In the first half of 2025, industrial absorptions fell to their second-lowest level in the past five years, with just over 190,000 square meters of gross take-up and 60,000 net, down 24% and 63% from a year earlier. This reflects not only fewer new tenants but also higher turnover, to the point that, early in the year, net absorption turned negative, something not seen since the end of the pandemic.
This is partly because, in Tijuana, supply is growing at twice the pace of net demand, meaning new inventory is hitting the market faster than it is being occupied. The result: a vacancy rate that has doubled over the past year—reaching 5.5%—and fiercer competition for tenants.
In this context, rents have held steady, averaging $8.75 per square meter per month, 3.8% higher than mid-2024. However, adjusted for annual U.S. dollar inflation (3%), real growth is only marginally positive—a reflection of selective adjustments and partial pass-through of operating costs to tenants, rather than pressure from excess demand. This confirms that while the market is no longer riding the boom of recent years, it retains the maturity for landlords to shift costs without losing competitiveness. Today, it is not a landlord’s market but one where bargaining power lies in space quality and the ability to attract strategic operations.
This dynamic means that despite higher turnover, 44% of tenants that vacated space in 2025—including Baxter, Comex Platech, and Foxconn—kept operations in the region. That permanence, however, contrasts with a drop in external activity. In the first half of 2025, Tijuana’s international sales totaled $15.39 billion, down 15.6% from a year earlier and marking its sharpest decline for a first semester since 2020-2021.
The setback does not erase the long-term trend, which has doubled exports in two decades. Still, the recent adjustment could be read more as a normalization after the post-pandemic export peak and the global logistics reconfiguration boom than as a structural break.
Still, it comes amid lower local industrial absorption, suggesting that slower external sales and softer demand for production space could reinforce each other in the short term. This means Tijuana’s export momentum can not be assumed to drive industrial absorption automatically, but will increasingly depend on the market’s ability to attract high-value investments, diversify its production base, and sustain competitiveness against other cross-border hubs.

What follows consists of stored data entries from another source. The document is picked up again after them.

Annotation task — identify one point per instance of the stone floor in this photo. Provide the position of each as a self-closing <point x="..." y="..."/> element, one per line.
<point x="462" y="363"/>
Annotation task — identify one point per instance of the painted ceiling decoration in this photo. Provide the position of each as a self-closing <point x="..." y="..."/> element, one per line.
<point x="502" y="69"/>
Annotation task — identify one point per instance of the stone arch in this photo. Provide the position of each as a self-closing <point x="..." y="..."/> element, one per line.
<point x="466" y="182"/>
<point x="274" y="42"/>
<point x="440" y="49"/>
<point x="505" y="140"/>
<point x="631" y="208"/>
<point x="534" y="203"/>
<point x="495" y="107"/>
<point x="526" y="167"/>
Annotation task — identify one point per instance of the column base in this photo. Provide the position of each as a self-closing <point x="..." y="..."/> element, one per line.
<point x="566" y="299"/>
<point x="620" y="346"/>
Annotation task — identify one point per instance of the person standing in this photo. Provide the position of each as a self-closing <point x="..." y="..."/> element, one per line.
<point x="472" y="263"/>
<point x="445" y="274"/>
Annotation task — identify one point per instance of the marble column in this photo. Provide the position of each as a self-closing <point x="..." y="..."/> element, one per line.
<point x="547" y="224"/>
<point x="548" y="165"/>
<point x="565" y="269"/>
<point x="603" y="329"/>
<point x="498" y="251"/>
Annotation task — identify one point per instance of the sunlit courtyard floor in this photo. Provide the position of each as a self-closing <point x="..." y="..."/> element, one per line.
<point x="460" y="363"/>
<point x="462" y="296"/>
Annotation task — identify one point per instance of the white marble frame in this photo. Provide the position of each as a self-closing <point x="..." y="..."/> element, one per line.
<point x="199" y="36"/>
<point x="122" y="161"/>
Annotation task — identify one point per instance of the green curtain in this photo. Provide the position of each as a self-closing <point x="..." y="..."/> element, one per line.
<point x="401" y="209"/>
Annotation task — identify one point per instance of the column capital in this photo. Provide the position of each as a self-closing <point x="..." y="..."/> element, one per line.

The bright spot is that foreign direct investment in Baja California—home to Tijuana—hit a record of about $2.48 billion in 2024, driven by historically high levels of reinvestment and intercompany capital transfers that offset one of the steepest declines in new investments in 25 years, recorded between 2021 and 2024. This dynamic is keeping the market alive, without the expansive push of new projects, but with the stability provided by long-established companies.
Tijuana is a market specialized in the production and sale of electrical machinery and instruments, which account for 65% of its exports and, together with other manufacturing, more than 39% of its industrial space. That specialization has been a growth engine but also a source of risk, magnifying the impact of any adjustment in global demand for these goods, especially now, as U.S. tariffs threaten to slow orders and shift operations elsewhere.
Nonetheless, it wouldn’t be the first time. Similar patterns played out in 2009, 2012, 2016, and 2020—years marked by recessions, trade tensions, and global disruptions that cooled both production and foreign trade in the region. The challenge now is to avoid history repeating itself.